[R] Inserting 17M entries into env took 18h, inserting 34M entries taking 5+ days
Martin Morgan
mtmorgan at fhcrc.org
Fri Nov 1 23:12:07 CET 2013
On 11/01/2013 08:22 AM, Magnus Thor Torfason wrote:
> Sure,
>
> I was attempting to be concise and boiling it down to what I saw as the root
> issue, but you are right, I could have taken it a step further. So here goes.
>
> I have a set of around around 20M string pairs. A given string (say, A) can
> either be equivalent to another string (B) or not. If A and B occur together in
> the same pair, they are equivalent. But equivalence is transitive, so if A and B
> occur together in one pair, and A and C occur together in another pair, then A
> and C are also equivalent. I need a way to quickly determine if any two strings
> from my data set are equivalent or not.

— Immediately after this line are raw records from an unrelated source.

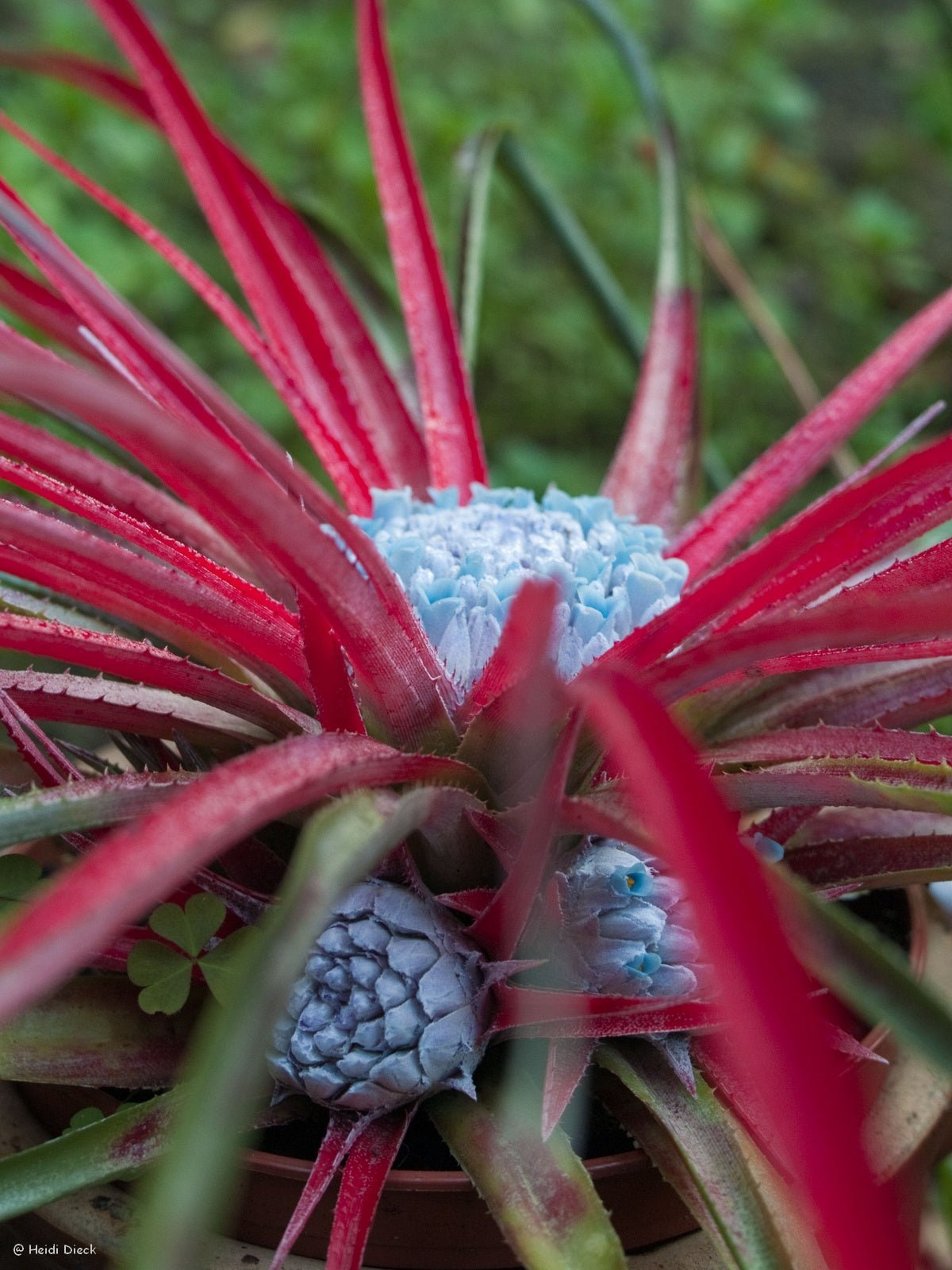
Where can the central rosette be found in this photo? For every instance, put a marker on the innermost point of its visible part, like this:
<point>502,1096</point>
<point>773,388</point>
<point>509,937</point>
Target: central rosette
<point>461,568</point>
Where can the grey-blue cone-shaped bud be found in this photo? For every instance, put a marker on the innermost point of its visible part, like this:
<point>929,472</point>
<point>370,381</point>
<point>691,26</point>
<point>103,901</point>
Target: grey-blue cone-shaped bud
<point>628,925</point>
<point>391,1006</point>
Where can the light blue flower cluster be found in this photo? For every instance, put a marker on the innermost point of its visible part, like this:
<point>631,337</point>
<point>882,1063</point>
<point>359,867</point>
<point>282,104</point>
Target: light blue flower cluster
<point>391,1006</point>
<point>626,924</point>
<point>461,568</point>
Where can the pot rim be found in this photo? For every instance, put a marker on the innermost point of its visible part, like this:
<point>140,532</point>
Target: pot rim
<point>437,1179</point>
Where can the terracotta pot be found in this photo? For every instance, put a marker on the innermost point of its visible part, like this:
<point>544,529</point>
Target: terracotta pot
<point>460,1231</point>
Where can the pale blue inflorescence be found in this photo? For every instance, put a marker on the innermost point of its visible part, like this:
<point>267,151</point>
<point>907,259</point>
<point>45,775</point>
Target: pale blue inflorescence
<point>391,1006</point>
<point>626,924</point>
<point>461,568</point>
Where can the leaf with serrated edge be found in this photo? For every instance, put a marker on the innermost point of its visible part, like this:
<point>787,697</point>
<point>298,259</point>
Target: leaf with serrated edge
<point>695,1143</point>
<point>869,975</point>
<point>537,1191</point>
<point>225,1071</point>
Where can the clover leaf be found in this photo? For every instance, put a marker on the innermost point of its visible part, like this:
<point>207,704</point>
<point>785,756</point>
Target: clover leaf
<point>18,876</point>
<point>164,972</point>
<point>190,927</point>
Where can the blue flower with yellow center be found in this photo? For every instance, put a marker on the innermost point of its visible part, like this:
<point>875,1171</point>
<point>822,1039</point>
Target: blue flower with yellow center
<point>461,568</point>
<point>628,925</point>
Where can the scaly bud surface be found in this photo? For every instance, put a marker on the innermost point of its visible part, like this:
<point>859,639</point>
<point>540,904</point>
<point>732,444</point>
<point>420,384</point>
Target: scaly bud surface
<point>391,1006</point>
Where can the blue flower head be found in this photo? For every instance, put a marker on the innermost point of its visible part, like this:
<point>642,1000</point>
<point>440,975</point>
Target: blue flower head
<point>461,568</point>
<point>626,924</point>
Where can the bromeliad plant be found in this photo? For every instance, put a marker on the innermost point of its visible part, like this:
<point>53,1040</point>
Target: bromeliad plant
<point>467,696</point>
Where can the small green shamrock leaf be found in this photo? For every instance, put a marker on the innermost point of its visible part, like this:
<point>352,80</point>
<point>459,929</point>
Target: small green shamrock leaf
<point>163,973</point>
<point>190,927</point>
<point>18,874</point>
<point>219,965</point>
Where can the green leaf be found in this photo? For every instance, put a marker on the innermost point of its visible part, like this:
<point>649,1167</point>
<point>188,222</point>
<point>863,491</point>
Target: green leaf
<point>18,874</point>
<point>539,1193</point>
<point>187,1193</point>
<point>581,253</point>
<point>164,976</point>
<point>83,806</point>
<point>93,1032</point>
<point>190,927</point>
<point>83,1118</point>
<point>106,1151</point>
<point>869,973</point>
<point>221,967</point>
<point>475,163</point>
<point>696,1145</point>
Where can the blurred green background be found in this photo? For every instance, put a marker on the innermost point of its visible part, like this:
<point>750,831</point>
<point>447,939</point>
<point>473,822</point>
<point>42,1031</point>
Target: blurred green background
<point>819,133</point>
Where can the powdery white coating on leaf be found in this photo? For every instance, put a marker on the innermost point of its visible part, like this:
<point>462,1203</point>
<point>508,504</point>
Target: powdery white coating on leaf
<point>626,925</point>
<point>461,568</point>
<point>391,1006</point>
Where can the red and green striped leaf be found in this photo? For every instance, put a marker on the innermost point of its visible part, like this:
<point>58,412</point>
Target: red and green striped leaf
<point>539,1191</point>
<point>790,463</point>
<point>82,910</point>
<point>774,1030</point>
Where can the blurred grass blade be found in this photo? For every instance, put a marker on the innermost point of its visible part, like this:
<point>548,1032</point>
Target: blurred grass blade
<point>539,1194</point>
<point>474,173</point>
<point>869,973</point>
<point>695,1143</point>
<point>99,1153</point>
<point>657,457</point>
<point>579,251</point>
<point>762,318</point>
<point>187,1195</point>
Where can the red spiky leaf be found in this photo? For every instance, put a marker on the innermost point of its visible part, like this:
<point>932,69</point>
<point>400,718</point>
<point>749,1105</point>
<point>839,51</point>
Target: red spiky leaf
<point>790,463</point>
<point>340,1136</point>
<point>452,433</point>
<point>565,1067</point>
<point>651,467</point>
<point>777,1030</point>
<point>83,908</point>
<point>268,279</point>
<point>362,1185</point>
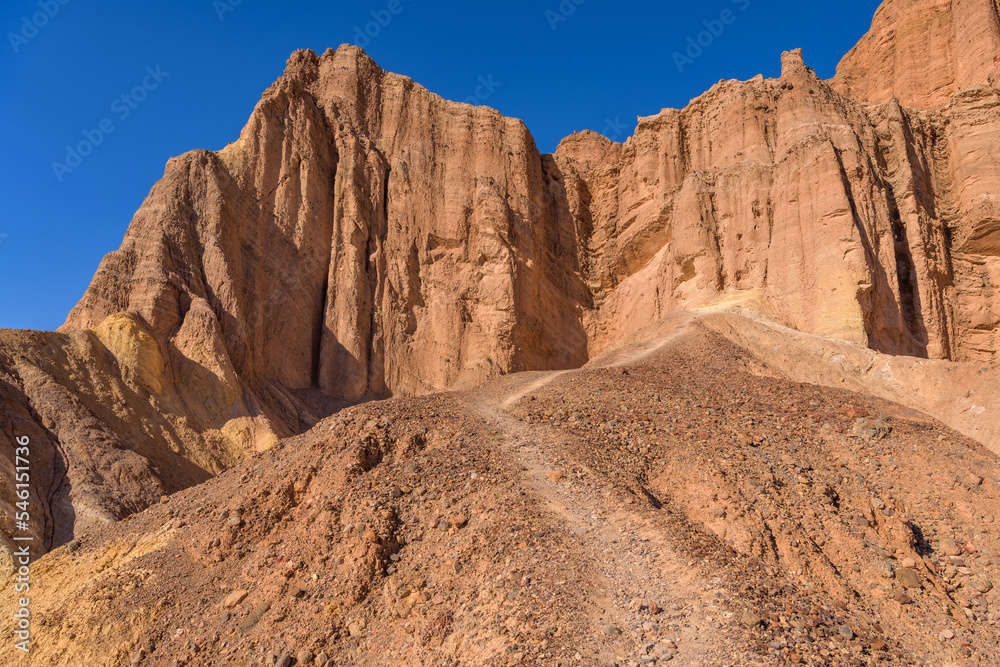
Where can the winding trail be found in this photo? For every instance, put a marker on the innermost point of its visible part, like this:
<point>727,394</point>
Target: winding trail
<point>651,604</point>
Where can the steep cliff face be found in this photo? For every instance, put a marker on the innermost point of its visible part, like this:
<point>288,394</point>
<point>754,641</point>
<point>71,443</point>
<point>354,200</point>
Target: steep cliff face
<point>871,224</point>
<point>366,238</point>
<point>923,53</point>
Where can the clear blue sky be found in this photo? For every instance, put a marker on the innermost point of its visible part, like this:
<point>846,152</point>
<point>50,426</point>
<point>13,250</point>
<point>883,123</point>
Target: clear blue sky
<point>605,61</point>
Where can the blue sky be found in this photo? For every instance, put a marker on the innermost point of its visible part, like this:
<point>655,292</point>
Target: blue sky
<point>201,65</point>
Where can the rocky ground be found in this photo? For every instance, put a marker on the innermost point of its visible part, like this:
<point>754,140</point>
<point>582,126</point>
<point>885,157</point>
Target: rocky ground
<point>670,503</point>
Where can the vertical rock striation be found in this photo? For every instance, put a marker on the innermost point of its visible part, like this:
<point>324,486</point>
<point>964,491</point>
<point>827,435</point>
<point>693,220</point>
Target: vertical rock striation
<point>365,238</point>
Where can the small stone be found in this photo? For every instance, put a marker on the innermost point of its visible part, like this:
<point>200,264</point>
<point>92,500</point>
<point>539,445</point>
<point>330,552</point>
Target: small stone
<point>234,599</point>
<point>908,577</point>
<point>902,598</point>
<point>983,586</point>
<point>949,548</point>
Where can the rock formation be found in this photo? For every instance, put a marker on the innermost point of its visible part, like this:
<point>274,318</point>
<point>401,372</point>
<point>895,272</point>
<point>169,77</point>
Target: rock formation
<point>923,53</point>
<point>364,238</point>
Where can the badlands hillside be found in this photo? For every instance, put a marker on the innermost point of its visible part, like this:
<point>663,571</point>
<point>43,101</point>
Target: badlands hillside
<point>380,383</point>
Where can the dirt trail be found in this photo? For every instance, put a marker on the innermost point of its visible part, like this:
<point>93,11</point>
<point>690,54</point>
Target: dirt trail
<point>638,575</point>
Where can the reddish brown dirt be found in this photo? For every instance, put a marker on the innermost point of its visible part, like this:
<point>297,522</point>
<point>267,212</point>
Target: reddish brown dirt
<point>675,506</point>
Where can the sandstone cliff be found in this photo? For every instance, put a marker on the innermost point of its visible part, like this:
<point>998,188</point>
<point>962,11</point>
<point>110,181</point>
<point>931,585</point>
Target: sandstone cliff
<point>923,53</point>
<point>365,238</point>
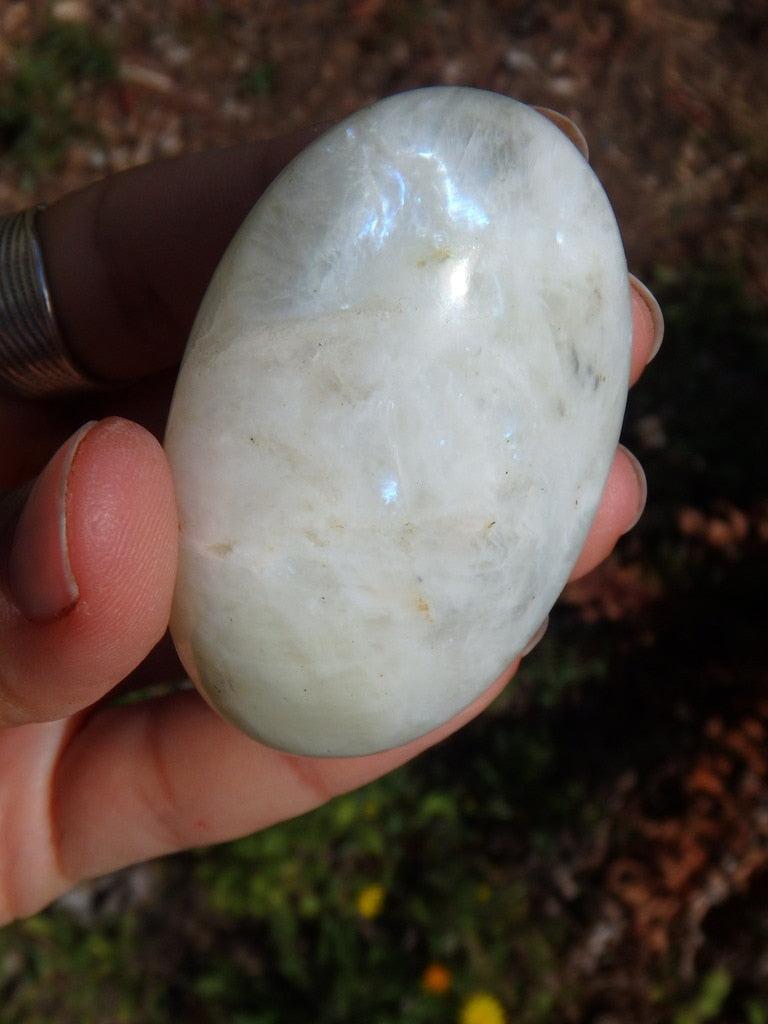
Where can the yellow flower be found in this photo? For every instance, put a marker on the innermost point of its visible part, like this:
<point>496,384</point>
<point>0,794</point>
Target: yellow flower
<point>482,1009</point>
<point>436,979</point>
<point>370,901</point>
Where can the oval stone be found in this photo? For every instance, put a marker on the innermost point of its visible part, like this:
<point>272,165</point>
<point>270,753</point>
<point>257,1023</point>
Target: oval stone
<point>394,420</point>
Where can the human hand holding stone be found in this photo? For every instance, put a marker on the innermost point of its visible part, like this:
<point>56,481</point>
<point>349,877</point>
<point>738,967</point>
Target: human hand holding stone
<point>89,554</point>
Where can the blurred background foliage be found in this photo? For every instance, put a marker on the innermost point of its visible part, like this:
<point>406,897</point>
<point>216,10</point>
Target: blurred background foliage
<point>594,848</point>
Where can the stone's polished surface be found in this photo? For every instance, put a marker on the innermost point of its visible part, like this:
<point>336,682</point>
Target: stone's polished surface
<point>394,420</point>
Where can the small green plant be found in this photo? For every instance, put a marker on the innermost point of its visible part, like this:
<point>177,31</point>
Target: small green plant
<point>259,81</point>
<point>37,101</point>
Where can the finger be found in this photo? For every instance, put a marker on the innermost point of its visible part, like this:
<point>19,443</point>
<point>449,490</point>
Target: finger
<point>36,429</point>
<point>173,774</point>
<point>147,242</point>
<point>647,328</point>
<point>89,570</point>
<point>621,506</point>
<point>567,127</point>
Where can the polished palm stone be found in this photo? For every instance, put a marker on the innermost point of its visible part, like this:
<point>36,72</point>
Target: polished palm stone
<point>394,421</point>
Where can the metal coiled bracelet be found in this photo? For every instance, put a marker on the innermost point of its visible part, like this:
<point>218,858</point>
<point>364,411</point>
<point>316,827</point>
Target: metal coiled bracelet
<point>34,359</point>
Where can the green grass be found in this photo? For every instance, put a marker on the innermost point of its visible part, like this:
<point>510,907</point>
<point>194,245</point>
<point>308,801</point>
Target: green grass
<point>37,101</point>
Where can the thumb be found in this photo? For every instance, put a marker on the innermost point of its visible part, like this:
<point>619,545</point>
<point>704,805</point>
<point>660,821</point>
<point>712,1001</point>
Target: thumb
<point>87,566</point>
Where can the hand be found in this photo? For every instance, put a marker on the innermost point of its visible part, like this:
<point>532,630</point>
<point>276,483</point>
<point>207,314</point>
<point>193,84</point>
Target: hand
<point>86,787</point>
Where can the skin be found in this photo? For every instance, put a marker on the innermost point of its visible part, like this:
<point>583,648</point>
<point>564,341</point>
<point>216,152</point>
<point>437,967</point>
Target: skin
<point>86,787</point>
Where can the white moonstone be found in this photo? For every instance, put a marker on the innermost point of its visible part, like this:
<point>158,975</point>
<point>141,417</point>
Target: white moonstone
<point>394,420</point>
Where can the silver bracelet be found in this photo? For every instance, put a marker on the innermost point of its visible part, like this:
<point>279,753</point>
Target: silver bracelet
<point>34,359</point>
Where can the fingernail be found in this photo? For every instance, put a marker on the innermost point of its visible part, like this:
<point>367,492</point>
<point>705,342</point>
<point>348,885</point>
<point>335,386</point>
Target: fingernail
<point>642,484</point>
<point>536,639</point>
<point>40,572</point>
<point>654,311</point>
<point>567,127</point>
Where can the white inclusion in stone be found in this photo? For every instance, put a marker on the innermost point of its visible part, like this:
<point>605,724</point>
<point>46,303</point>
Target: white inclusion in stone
<point>389,491</point>
<point>459,281</point>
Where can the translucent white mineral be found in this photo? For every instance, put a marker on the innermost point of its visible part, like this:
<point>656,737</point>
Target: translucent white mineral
<point>394,420</point>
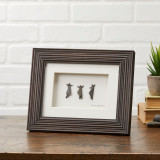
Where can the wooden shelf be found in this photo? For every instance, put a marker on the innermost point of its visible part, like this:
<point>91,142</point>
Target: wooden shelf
<point>16,143</point>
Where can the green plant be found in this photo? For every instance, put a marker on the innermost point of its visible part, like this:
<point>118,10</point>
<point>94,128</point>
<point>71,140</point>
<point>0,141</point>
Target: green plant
<point>155,59</point>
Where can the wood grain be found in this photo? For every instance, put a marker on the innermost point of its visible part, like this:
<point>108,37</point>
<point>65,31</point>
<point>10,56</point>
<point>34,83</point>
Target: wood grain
<point>17,144</point>
<point>121,125</point>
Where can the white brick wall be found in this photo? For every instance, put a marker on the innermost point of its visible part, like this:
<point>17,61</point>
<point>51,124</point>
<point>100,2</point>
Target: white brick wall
<point>91,24</point>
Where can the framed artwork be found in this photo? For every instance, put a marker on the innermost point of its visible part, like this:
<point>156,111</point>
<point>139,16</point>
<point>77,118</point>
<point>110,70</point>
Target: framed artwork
<point>85,91</point>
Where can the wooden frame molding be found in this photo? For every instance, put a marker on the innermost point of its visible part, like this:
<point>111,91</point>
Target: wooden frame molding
<point>121,125</point>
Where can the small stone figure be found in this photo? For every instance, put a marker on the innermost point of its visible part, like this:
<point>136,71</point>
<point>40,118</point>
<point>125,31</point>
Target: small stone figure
<point>91,92</point>
<point>68,93</point>
<point>155,123</point>
<point>80,91</point>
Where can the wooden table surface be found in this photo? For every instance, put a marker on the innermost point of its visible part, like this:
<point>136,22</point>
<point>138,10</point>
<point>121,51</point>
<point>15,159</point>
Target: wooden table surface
<point>17,143</point>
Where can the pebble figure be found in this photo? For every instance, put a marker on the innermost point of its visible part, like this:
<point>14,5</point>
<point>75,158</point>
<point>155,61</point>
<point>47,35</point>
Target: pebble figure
<point>91,92</point>
<point>80,91</point>
<point>68,93</point>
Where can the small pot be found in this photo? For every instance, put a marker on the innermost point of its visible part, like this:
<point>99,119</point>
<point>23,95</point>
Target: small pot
<point>154,85</point>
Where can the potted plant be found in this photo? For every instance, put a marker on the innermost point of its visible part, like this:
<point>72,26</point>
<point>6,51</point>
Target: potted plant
<point>153,79</point>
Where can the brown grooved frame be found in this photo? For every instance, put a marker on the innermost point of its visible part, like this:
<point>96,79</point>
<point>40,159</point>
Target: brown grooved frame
<point>121,125</point>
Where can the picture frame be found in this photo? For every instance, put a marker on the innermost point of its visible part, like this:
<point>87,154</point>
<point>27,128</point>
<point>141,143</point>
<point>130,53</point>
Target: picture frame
<point>52,69</point>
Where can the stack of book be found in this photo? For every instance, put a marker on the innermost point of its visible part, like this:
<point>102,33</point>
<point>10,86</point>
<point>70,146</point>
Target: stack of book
<point>151,107</point>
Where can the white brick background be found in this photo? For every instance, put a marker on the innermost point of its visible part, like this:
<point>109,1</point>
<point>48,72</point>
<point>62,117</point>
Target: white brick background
<point>91,24</point>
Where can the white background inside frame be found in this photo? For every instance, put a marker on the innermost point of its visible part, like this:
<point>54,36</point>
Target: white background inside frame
<point>103,106</point>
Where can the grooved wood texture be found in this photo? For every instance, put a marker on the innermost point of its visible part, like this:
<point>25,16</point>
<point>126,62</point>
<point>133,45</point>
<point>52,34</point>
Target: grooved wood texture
<point>121,125</point>
<point>18,144</point>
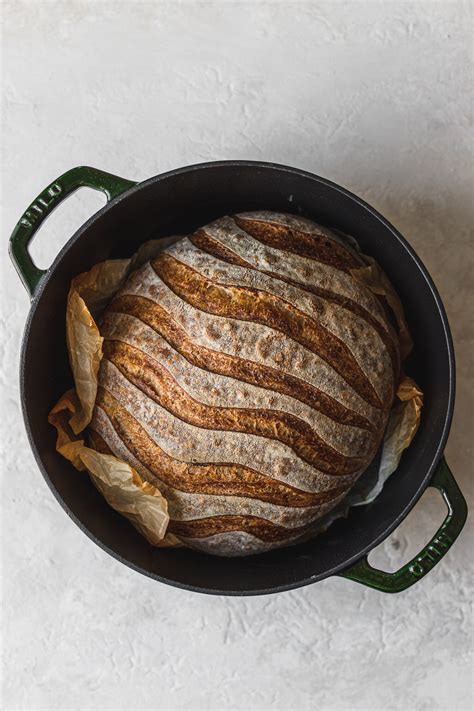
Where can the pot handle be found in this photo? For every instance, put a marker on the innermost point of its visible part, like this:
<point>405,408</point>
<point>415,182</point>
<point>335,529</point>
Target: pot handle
<point>43,206</point>
<point>421,564</point>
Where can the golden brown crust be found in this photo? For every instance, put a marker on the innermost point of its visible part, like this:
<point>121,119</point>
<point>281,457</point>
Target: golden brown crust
<point>155,381</point>
<point>213,525</point>
<point>248,371</point>
<point>202,240</point>
<point>217,479</point>
<point>252,382</point>
<point>246,304</point>
<point>313,246</point>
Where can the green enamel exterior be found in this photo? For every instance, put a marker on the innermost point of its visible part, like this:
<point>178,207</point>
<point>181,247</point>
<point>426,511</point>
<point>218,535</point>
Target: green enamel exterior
<point>432,553</point>
<point>43,206</point>
<point>113,186</point>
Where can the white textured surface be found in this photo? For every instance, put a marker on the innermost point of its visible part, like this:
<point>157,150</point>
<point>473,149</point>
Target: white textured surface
<point>374,95</point>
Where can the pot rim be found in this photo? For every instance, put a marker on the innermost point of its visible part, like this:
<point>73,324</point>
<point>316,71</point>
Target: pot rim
<point>438,450</point>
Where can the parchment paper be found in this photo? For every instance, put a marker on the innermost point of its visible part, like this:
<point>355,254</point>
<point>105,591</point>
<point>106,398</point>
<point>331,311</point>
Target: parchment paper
<point>122,487</point>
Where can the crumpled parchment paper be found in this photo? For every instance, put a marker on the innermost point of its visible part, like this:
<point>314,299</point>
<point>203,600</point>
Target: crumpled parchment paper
<point>122,487</point>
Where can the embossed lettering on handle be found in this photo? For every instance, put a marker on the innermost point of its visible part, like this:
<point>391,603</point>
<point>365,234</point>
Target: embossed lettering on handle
<point>409,574</point>
<point>43,206</point>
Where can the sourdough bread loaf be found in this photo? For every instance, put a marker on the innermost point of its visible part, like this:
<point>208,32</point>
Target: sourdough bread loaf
<point>249,376</point>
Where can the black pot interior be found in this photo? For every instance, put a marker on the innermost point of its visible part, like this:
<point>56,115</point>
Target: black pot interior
<point>178,203</point>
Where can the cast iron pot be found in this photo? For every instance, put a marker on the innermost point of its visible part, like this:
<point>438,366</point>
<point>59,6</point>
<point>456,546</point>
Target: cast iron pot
<point>178,202</point>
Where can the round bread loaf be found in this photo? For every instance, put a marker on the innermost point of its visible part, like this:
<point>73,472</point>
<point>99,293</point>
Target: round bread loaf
<point>249,376</point>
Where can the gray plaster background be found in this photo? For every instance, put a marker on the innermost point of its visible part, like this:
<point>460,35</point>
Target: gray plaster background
<point>373,95</point>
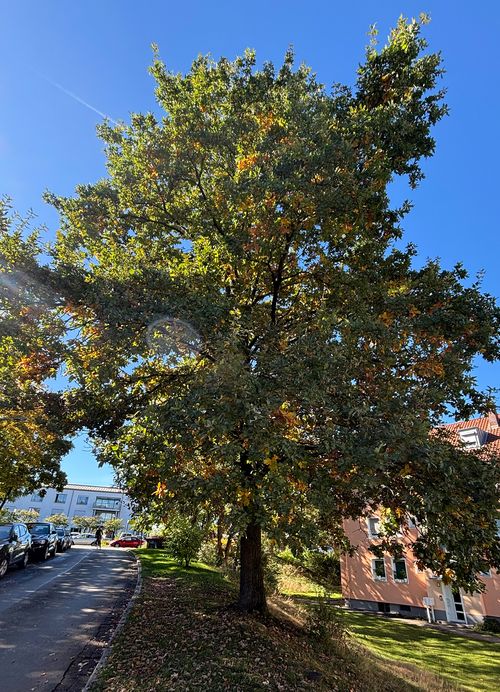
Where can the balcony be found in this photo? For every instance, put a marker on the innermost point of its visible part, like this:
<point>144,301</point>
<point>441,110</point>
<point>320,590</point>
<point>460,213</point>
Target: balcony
<point>107,505</point>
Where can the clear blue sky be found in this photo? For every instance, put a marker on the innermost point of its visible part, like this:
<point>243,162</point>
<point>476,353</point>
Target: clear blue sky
<point>100,52</point>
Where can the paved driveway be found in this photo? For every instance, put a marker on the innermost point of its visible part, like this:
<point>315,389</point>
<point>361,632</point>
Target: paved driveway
<point>56,616</point>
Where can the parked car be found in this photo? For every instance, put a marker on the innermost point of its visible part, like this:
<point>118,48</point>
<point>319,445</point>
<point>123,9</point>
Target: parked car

Do you mean that if A,B occur together and B,C occur together, then A,B and A,C
are equivalent?
Here's a function that returns a unique identifier (not well tested!), allowing
for transitive relations but not circularity.
uid <- function(x, y)
{
i <- seq_along(x) # global index
xy <- paste0(x, y) # make unique identifiers
idx <- match(xy, xy)
repeat {
## transitive look-up
y_idx <- match(y[idx], x) # look up 'y' in 'x'
keep <- !is.na(y_idx)
if (!any(keep)) # no transitive relations, done!
break
x[idx[keep]] <- x[y_idx[keep]]
y[idx[keep]] <- y[y_idx[keep]]
## create new index of values
xy <- paste0(x, y)
idx <- match(xy, xy)
}
idx
}
Values with the same index are identical. Some tests
> x <- c(1, 2, 3, 4)
> y <- c(2, 3, 5, 6)
> uid(x, y)
[1] 1 1 1 4
> i <- sample(x); uid(x[i], y[i])
[1] 1 1 3 1
> uid(as.character(x), as.character(y)) ## character() ok
[1] 1 1 1 4
> uid(1:10, 1 + 1:10)
[1] 1 1 1 1 1 1 1 1 1 1
> uid(integer(), integer())
integer(0)
> x <- c(1, 2, 3)
> y <- c(2, 3, 1)
> uid(x, y) ## circular!
C-c C-c
I think this will scale well enough, but the worst-case scenario can be made to
be log(longest chain) and copying can be reduced by using an index i and
subsetting the original vector on each iteration. I think you could test for
circularity by checking that the updated x are not a permutation of the kept x,
all(x[y_idx[keep]] %in% x[keep]))
Martin
>
> The way I do this currently is to designate the smallest (alphabetically) string
> in each known equivalence set as the "main" entry. For each pair, I therefore
> insert two entries into the hash table, both pointing at the mail value. So
> assuming the input data:
>
> A,B
> B,C
> D,E
>
> I would then have:
>
> A->A
> B->A
> C->B
> D->D
> E->D
>
> Except that I also follow each chain until I reach the end (key==value), and
> insert pointers to the "main" value for every value I find along the way. After
> doing that, I end up with:
>
> A->A
> B->A
> C->A
> D->D
> E->D
>
> And I can very quickly check equivalence, either by comparing the hash of two
> strings, or simply by transforming each string into its hash, and then I can use
> simple comparison from then on. The code for generating the final hash table is
> as follows:
>
> h : Empty hash table created with hash.new()
> d : Input data
> hash.deep.get : Function that iterates through the hash table until it finds a
> key whose value is equal to itself (until hash.get(X)==X), then returns all the
> values in a vector
>
>
> h = hash.new()
> for ( i in 1:nrow(d) )
> {
> deep.a = hash.deep.get(h, d$a[i])
> deep.b = hash.deep.get(h, d$b[i])
> equivalents = sort(unique(c(deep.a,deep.b)))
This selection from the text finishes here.